When my father died I was already a grown woman with a family of my own. My parents lived in a split level which had two short sets of stairs, one going to the lower level and one going up to the bedroom level. Because the upper set was not set into the ground, they squeaked when anyone walked on them. When you lived in that house, you got to know who was coming down the stairs by the sound of the squeak. The day of my father’s funeral my mother and I were sitting at the kitchen table in the center level of the house. We could not see the steps from where we were sitting, but I heard someone coming down them, and that someone was my father. Of course, it was only a split second before I realized that he couldn’t be the one, but when no one came into view I couldn’t help feeling a little unnerved.

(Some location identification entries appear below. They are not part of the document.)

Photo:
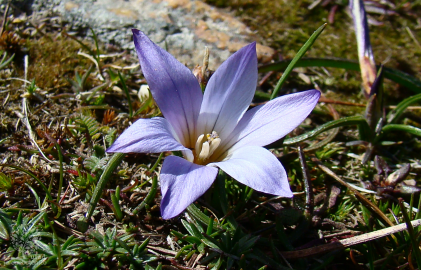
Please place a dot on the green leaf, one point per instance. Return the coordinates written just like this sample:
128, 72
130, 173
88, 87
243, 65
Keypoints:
111, 166
297, 57
191, 228
396, 113
406, 128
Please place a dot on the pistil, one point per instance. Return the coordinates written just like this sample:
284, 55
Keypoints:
206, 145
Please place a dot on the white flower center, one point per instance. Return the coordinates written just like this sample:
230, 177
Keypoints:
206, 145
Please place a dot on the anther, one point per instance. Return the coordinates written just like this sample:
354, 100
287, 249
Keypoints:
204, 153
198, 146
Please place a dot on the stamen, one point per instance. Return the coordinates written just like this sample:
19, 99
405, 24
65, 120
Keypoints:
206, 145
204, 153
214, 144
199, 142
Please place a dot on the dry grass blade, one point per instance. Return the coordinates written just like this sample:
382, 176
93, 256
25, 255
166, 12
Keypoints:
373, 208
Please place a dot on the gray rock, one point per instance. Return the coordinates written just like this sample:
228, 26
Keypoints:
183, 27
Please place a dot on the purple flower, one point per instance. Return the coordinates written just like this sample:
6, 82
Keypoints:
213, 130
365, 53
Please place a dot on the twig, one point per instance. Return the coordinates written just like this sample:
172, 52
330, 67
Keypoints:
344, 243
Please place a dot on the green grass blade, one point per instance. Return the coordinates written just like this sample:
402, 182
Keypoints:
126, 90
297, 57
395, 114
395, 127
347, 121
395, 75
105, 176
47, 192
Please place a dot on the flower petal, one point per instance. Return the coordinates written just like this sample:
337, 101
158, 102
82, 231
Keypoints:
173, 86
267, 123
257, 168
182, 182
153, 135
229, 92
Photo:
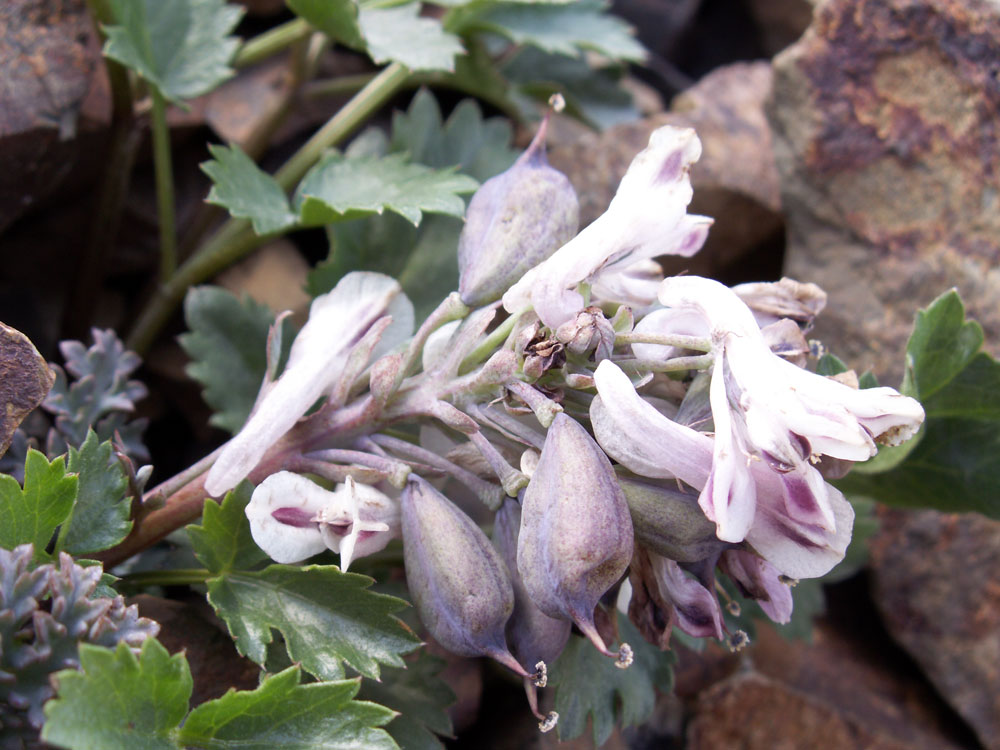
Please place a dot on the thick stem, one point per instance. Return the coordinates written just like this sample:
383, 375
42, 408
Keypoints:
236, 238
271, 42
164, 185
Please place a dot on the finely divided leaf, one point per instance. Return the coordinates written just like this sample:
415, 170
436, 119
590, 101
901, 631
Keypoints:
227, 344
327, 617
420, 696
248, 192
401, 35
562, 29
589, 684
119, 702
31, 515
950, 465
182, 47
223, 541
336, 18
100, 517
281, 714
338, 188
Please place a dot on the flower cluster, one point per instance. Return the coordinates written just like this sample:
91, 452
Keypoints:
617, 422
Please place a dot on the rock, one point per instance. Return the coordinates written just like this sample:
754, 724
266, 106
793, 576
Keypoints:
888, 145
48, 62
735, 181
937, 584
275, 275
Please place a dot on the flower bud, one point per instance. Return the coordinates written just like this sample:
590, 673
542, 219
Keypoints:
576, 533
515, 220
669, 522
458, 581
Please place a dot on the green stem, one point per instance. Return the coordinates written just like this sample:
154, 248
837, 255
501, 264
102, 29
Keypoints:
486, 347
164, 185
177, 577
236, 238
271, 42
697, 343
677, 364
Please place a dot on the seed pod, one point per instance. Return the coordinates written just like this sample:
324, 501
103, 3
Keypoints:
459, 584
535, 638
515, 220
669, 522
576, 533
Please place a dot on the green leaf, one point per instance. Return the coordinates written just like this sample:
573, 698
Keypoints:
336, 18
476, 146
247, 192
338, 188
589, 684
401, 35
941, 346
281, 714
327, 618
593, 95
31, 515
951, 464
420, 696
100, 517
119, 702
227, 344
182, 47
223, 542
561, 29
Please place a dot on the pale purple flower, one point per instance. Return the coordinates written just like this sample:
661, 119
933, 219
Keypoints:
362, 306
638, 436
767, 410
647, 218
292, 518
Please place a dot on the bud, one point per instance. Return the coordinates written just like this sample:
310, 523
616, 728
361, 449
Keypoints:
669, 522
576, 533
458, 581
515, 220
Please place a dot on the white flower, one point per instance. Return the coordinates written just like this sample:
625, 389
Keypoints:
768, 410
639, 437
292, 518
346, 318
647, 217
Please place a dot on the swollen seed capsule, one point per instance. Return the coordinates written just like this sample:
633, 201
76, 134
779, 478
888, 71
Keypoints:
576, 534
515, 220
459, 584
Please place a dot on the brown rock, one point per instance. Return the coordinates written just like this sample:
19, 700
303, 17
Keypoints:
735, 181
937, 584
47, 62
752, 712
886, 138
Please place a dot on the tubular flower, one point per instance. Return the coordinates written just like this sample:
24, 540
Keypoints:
647, 217
362, 306
292, 518
767, 410
639, 437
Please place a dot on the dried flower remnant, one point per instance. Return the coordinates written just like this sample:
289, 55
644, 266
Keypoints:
292, 518
514, 221
338, 322
647, 218
576, 535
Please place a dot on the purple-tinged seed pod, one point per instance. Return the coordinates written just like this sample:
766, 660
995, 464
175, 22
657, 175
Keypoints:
576, 533
458, 581
669, 522
534, 637
515, 220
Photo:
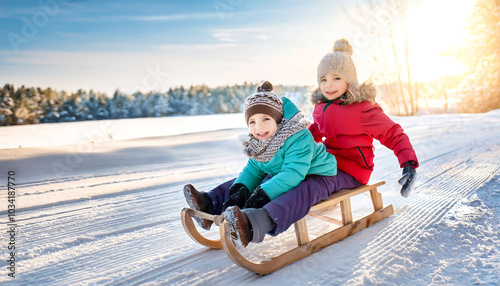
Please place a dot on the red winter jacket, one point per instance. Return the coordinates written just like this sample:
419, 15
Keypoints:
348, 132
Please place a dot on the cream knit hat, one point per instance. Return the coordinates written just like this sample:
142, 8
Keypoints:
339, 62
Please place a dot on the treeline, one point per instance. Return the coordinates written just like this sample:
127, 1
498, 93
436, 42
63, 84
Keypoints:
30, 105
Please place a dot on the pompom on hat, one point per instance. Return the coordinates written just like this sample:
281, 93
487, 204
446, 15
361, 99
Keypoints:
339, 62
264, 101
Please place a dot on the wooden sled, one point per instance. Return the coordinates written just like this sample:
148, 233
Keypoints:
305, 246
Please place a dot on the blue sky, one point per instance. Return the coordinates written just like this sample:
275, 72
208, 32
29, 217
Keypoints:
154, 45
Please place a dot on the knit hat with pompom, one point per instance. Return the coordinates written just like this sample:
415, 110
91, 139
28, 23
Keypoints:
339, 62
264, 101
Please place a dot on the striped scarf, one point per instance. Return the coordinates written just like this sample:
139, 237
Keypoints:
264, 151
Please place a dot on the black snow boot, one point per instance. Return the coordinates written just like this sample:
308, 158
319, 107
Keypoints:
201, 202
240, 227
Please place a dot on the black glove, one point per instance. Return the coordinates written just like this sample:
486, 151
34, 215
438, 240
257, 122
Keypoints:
238, 195
408, 179
258, 199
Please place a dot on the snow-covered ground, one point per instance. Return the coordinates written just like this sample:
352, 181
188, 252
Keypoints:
108, 212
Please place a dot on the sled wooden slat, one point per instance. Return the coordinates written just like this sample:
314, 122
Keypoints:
190, 228
299, 252
305, 246
325, 218
345, 209
341, 195
301, 232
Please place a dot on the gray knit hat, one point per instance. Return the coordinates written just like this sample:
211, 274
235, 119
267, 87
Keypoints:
264, 101
339, 62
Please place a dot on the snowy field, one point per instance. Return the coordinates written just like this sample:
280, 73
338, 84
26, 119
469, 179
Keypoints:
99, 203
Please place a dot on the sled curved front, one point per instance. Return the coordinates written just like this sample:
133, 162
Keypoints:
301, 251
190, 228
305, 246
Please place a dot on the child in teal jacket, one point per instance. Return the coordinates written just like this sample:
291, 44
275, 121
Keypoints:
281, 151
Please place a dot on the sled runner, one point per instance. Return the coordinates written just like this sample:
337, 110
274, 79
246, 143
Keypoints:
305, 246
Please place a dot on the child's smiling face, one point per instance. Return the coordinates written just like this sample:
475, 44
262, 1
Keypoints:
332, 86
262, 126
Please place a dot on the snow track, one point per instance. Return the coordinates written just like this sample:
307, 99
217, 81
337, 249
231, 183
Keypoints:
114, 218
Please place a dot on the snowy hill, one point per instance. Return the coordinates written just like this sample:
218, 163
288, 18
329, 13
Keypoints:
108, 212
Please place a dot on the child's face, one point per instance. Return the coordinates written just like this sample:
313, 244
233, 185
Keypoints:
332, 86
262, 126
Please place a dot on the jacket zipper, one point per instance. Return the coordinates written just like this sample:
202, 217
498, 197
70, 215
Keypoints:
363, 157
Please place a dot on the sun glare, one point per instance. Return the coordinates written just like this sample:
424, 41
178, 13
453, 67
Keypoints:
433, 28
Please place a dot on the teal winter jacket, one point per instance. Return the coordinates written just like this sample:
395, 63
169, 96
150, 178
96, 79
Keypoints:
299, 156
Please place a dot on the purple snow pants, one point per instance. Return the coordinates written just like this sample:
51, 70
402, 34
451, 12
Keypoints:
294, 204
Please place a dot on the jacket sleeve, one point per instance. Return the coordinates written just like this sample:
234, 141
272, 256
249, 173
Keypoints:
318, 136
390, 134
296, 164
251, 176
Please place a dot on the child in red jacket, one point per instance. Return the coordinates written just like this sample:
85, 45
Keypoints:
346, 119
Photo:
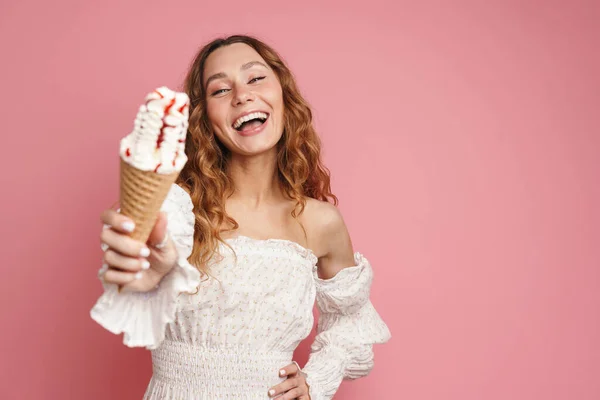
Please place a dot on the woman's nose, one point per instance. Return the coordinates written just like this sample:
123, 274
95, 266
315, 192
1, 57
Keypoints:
242, 95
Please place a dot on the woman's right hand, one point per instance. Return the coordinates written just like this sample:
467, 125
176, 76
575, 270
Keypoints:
131, 264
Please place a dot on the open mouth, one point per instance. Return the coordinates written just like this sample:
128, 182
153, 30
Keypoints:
250, 121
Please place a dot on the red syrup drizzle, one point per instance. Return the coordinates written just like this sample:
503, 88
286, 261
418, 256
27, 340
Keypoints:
181, 109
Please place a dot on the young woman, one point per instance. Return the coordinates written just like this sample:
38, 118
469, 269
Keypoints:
249, 238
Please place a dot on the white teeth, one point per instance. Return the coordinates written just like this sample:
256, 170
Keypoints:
238, 122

Later, I interpreted that as a sign from him that he was gone, but still near. After my mother died on May 1 this month I watched carefully for a similar sign from her and was disappointed when none seemed to be coming.

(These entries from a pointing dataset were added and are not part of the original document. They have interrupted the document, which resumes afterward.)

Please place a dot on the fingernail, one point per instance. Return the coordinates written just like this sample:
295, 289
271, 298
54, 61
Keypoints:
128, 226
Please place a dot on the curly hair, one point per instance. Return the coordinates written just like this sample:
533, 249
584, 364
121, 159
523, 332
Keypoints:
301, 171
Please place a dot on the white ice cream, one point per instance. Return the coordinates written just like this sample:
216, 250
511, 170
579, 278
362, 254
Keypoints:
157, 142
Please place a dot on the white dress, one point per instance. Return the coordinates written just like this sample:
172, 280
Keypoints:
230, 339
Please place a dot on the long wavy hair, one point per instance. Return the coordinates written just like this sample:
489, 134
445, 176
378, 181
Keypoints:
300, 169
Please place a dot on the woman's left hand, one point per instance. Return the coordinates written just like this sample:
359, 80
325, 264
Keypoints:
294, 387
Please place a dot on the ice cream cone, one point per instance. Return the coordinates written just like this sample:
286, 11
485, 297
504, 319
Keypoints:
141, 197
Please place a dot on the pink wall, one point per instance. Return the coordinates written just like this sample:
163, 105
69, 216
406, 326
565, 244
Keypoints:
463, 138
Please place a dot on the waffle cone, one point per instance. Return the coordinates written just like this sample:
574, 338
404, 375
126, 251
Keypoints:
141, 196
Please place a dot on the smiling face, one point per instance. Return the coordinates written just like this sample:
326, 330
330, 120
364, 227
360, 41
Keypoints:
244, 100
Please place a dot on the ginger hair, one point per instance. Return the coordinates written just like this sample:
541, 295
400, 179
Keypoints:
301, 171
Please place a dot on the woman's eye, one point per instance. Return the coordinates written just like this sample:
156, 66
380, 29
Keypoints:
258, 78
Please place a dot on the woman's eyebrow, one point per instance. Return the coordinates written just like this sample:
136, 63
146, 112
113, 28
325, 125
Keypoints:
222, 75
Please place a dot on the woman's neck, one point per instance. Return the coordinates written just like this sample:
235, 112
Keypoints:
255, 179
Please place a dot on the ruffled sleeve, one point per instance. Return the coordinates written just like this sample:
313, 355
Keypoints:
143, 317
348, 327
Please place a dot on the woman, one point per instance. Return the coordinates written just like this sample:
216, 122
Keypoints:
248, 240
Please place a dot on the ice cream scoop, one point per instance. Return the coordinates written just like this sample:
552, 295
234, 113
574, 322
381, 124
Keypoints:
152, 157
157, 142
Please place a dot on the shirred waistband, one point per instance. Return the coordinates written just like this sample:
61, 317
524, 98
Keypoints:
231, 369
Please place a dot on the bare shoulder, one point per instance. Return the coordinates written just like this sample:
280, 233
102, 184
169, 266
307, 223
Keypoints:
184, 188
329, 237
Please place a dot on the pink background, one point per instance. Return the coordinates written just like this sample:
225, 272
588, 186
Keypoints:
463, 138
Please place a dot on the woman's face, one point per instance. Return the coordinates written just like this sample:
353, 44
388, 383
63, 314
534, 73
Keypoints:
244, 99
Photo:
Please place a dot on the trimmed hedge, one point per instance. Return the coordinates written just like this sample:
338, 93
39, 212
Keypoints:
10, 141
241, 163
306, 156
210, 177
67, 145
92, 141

One hot day this week, 23 days after my mother passed, my daughter and I were working at the house beginning the clear out. Sloan was in the bedroom trying to sort through the mounds of jewelry my mother collected. She wasn’t one to buy or wear expensive pieces, but she loved costume jewelry and sorting it into some reasonable form for the sale was a challenge. When I sat down in the bedroom chair feeling weary and over-whelmed, Sloan handed me a flat, velvet presentation case and told me I might be interested in what was inside.
It was a pearl necklace.
All my life I have loved pearls. My husband has given me pearl earrings and a bracelet and this year for our thirtieth wedding anniversary, which is the pearl anniversary, he gave me a ring. But we could never afford to buy a pearl necklace, which I have coveted since I was a teenager. And here, in just an ordinary moment of an ordinary day, was the pearl necklace I’ve always wanted but never thought I would have. A necklace I never remember my mother receiving or wearing.
I took it out of the box and fastened it around my neck. The pearls felt heavy and cool against my skin. The perfect round orbs glowing like the full moon itself and I felt a sense of peace ease around my heart.
And that was my sign that mom is near.